Bio-physical and computational studies on serum albumin / target protein binding of a potential anti-cancer agent.

The successful evolution of an effective drug depends on its pharmacokinetics, efficiency and safety and these in turn depend on the drug-target/drug-carrier protein binding. This work, deals with the interaction of a pyridine derivative, 2-hydroxy-5-(4-methoxyphenyl)-6-phenylpyridine 3-carbonitrile (HDN) with serum albumins at physiological conditions utilizing the steady state and time-resolved fluorescence techniques by probing the emission behavior of Trp in BSA and HSA. In-silico studies revealed a combined static and dynamic quenching mechanism for the interactions. The binding studies suggests a spontaneous binding between HDN and the albumins with a moderate binding affinity (Kb ∼ 10 M-1) with a single class of binding site.

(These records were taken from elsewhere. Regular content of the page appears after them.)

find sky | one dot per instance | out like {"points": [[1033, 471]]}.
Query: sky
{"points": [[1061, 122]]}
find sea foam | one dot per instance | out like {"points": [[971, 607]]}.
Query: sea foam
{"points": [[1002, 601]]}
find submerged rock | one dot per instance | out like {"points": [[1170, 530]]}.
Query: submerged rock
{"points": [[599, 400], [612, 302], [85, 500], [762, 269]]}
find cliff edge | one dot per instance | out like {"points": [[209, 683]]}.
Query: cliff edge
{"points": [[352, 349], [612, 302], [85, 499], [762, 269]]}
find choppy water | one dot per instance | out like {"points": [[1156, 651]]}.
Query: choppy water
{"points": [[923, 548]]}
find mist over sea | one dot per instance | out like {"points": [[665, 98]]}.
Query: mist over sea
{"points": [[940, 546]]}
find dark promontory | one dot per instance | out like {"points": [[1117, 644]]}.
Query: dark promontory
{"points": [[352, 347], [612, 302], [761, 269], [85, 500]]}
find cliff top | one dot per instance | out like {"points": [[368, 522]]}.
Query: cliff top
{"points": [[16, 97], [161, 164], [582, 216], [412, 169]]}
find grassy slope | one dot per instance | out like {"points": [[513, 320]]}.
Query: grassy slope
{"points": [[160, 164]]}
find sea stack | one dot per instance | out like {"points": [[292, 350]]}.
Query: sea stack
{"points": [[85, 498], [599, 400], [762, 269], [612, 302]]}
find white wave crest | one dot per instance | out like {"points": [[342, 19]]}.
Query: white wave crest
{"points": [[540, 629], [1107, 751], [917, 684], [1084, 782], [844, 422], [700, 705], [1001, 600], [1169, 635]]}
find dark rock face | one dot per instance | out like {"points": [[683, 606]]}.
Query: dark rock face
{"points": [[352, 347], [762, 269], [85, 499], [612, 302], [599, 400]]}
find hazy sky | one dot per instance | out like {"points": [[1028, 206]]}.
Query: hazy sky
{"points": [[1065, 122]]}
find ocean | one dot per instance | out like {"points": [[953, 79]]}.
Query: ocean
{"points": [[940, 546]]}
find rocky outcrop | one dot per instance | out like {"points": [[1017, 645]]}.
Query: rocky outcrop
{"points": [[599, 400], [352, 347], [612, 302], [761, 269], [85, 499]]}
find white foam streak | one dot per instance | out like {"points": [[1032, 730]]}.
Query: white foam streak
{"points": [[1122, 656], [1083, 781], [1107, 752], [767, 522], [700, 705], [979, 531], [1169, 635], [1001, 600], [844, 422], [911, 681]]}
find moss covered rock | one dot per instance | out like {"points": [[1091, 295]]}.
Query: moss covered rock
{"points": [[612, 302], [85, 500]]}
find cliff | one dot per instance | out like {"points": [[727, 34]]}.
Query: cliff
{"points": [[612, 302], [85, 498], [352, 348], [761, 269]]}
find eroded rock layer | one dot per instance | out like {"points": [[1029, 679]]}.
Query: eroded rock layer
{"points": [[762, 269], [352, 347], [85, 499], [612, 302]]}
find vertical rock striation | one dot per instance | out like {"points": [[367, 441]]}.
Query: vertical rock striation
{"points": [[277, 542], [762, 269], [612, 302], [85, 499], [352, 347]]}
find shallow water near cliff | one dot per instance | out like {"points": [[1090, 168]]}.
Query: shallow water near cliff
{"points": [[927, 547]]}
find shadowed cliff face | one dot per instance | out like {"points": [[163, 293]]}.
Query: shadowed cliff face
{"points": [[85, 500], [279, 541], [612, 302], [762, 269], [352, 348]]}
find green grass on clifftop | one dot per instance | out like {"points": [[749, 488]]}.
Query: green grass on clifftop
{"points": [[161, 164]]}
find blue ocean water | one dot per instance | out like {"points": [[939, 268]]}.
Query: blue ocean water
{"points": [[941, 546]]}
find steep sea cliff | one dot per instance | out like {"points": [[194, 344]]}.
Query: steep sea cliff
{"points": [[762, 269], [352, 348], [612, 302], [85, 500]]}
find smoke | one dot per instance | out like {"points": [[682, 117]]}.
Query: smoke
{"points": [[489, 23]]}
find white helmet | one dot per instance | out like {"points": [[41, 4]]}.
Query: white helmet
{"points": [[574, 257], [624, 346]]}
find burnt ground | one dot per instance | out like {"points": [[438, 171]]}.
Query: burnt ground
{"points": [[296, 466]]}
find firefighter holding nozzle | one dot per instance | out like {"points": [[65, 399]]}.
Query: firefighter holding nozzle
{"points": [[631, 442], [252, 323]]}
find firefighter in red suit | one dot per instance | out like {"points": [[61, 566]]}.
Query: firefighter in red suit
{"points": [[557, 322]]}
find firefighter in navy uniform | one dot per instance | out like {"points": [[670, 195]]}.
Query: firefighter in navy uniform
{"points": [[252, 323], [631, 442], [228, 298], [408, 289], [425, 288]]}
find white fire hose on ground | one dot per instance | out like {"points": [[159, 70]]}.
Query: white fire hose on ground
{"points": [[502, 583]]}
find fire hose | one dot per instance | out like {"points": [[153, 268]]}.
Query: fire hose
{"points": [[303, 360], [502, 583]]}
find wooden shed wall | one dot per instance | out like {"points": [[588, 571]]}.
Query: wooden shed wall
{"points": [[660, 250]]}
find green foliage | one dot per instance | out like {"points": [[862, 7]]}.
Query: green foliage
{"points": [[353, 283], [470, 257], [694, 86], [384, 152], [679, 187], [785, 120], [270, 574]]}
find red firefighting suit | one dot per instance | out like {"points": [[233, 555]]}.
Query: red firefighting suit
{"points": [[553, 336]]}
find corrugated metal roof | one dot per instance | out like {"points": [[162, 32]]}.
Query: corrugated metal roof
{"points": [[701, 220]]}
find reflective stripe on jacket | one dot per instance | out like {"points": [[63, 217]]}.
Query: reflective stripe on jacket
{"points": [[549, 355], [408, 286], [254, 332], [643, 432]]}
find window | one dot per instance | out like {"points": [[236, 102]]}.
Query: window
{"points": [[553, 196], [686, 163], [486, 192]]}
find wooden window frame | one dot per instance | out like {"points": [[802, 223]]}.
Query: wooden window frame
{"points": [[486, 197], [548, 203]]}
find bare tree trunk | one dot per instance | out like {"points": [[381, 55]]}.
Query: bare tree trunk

The FRET mediated emission from HDN indicates preferential binding of HDN in subdomain IIA of the albumins with Trp residue in close proximity. Circular dichroism results indicate HDN induced conformational changes for BSA and HSA, but the α-helical secondary structure was well preserved even up to a concentration of 10 µM HDN. Moderate binding affinity of HDN with BSA and HSA and the unaltered secondary structure of proteins on binding propose the potential application of HDN as an efficient drug. The application of docking method on the affinity of HDN towards the proposed target/receptor is discussed.